When reading people like Chait, the question that comes to mind is, “How does he think liberal change actually takes place?” He and so many other nominally left-of-center pundits routinely define themselves as taking the most possibly left position and attacking anyone to the left of that. That’s because, I think, they have dreams of setting policy from nice offices in Washington, creating the Great Society without talking to any of the people this will affect, all no doubt while wearing great suits the likes of which they saw Don Draper wear. But if you want to create liberal policy, and if you look at the history of successful liberal policy making, what has to happen is on the ground activism. That means people in the streets, it means having buy-in from affected people, it means making deals with labor unions or even encouraging unions to take leading roles. The Social Security Act didn’t happen because FDR and Frances Perkins thought it was the right thing. The same with the National Labor Relations Act. LBJ didn’t push for the Civil Rights Act because he thought it was just good policy making. All of these things take social and political pressure from below. And people like Jonathan Chait hate the thought of that because activists can be intense and sometimes say mean things and yell a lot and might oppose you when you are a good smart college newspaper writer.
It’s not as if the teacher unions oppose better schools for poor kids. They think the Obama administration’s ideas are bad for their members. They want more money for poor schools. They don’t want to get fired for teaching in conditions that are out of their control. They reject the testing regime that is failing our students, forcing first graders to spend hours doing test-taking exercises where they once had recess and art.
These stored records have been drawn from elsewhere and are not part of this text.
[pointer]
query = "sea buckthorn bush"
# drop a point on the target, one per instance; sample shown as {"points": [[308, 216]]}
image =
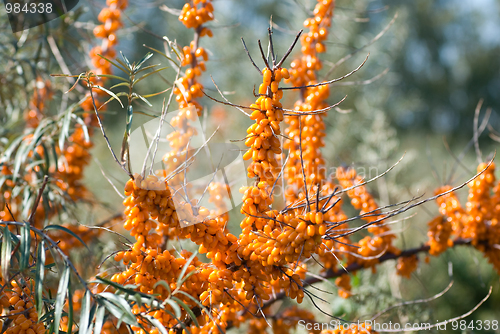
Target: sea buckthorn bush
{"points": [[175, 265]]}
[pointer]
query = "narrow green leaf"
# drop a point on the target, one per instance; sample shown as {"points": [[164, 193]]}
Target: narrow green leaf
{"points": [[126, 60], [155, 322], [54, 154], [143, 60], [110, 93], [84, 127], [70, 307], [128, 289], [154, 94], [118, 310], [111, 76], [175, 307], [147, 68], [24, 247], [39, 276], [65, 128], [143, 99], [146, 114], [62, 290], [85, 319], [121, 66], [163, 54], [124, 84], [64, 229], [6, 252], [148, 74], [99, 319]]}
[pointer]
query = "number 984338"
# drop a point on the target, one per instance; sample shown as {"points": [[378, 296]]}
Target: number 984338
{"points": [[27, 6]]}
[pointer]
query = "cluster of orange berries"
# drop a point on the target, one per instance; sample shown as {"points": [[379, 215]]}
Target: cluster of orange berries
{"points": [[478, 222], [439, 233], [18, 306], [406, 265], [196, 14], [370, 248]]}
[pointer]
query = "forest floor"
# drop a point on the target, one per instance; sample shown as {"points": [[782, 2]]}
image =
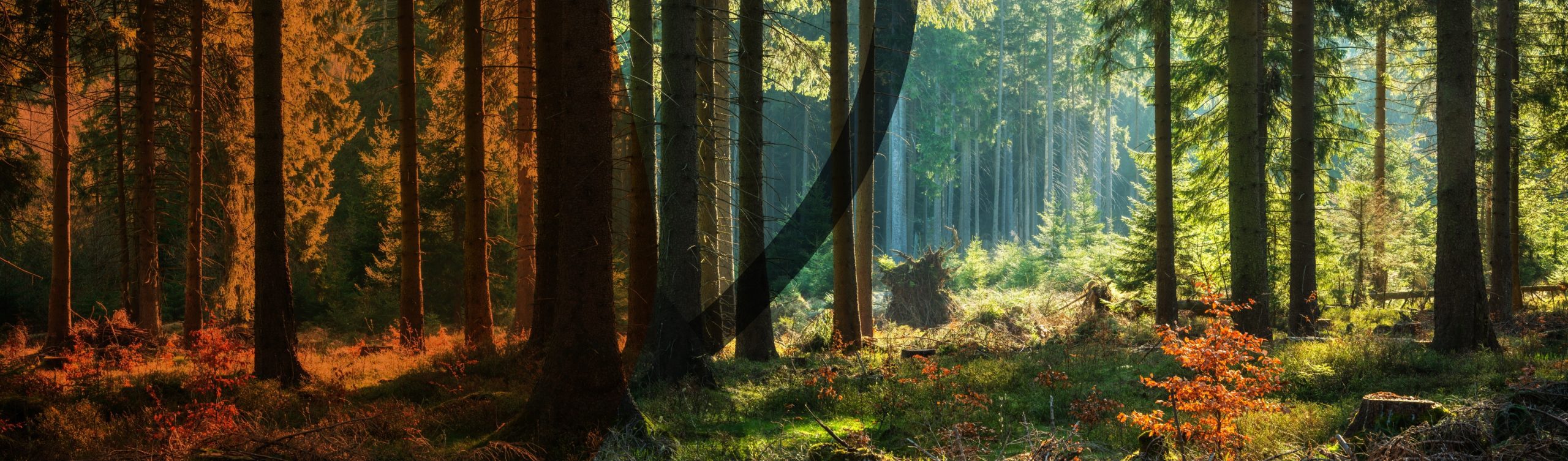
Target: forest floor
{"points": [[1006, 378]]}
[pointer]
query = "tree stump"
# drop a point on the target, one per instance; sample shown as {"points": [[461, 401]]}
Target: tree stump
{"points": [[1392, 413], [919, 291]]}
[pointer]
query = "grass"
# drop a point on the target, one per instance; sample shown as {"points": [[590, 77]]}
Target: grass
{"points": [[1006, 380]]}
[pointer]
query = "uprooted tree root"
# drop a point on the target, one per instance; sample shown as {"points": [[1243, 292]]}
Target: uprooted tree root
{"points": [[919, 291]]}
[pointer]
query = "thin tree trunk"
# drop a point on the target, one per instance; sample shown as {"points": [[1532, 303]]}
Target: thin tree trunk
{"points": [[864, 162], [275, 319], [195, 306], [1164, 162], [1460, 322], [576, 400], [148, 316], [477, 319], [59, 334], [1303, 171], [846, 297], [753, 341], [1247, 187], [412, 280], [1504, 208], [643, 234]]}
This is a disaster. Teachers’ unions oppose it. I think the Obama administration’s approach here is bad, as it has been on public education through its entire tenure. I think there could be compromises here–providing financial incentives for good teachers to teach in poor districts, disconnecting test scores from employment, etc. But of course, that’s not going to happen because the administration believes in Rheeism. So does Chait. They are both wrong.
Three years later, it’s a different administration and a different time, one when charter schools are under much greater scrutiny, but my take on Chait still holds. Moreover, as Josh Mound notes, Chait doesn’t even understand how to build the necessary power for the Democratic Party to succeed, which requires organizational efforts to promote worker power that gets out the vote and mobilizes everyday people for progressive politics, i.e, unions.
Even if Chait were right about education policy (and he’s not), this is an example of Chait’s total inability to think in terms of coalitions and power. You need unions to elect the Democrats to do the other things Chait supposedly wants. https://t.co/xsCwzt2viD
— Josh Mound (@JoshuaMound) January 14, 2019
Chait may be good at talking about Republicans, but he’s a net negative in terms of his impact on the broader political dynamic in reviving a robust Democratic Party.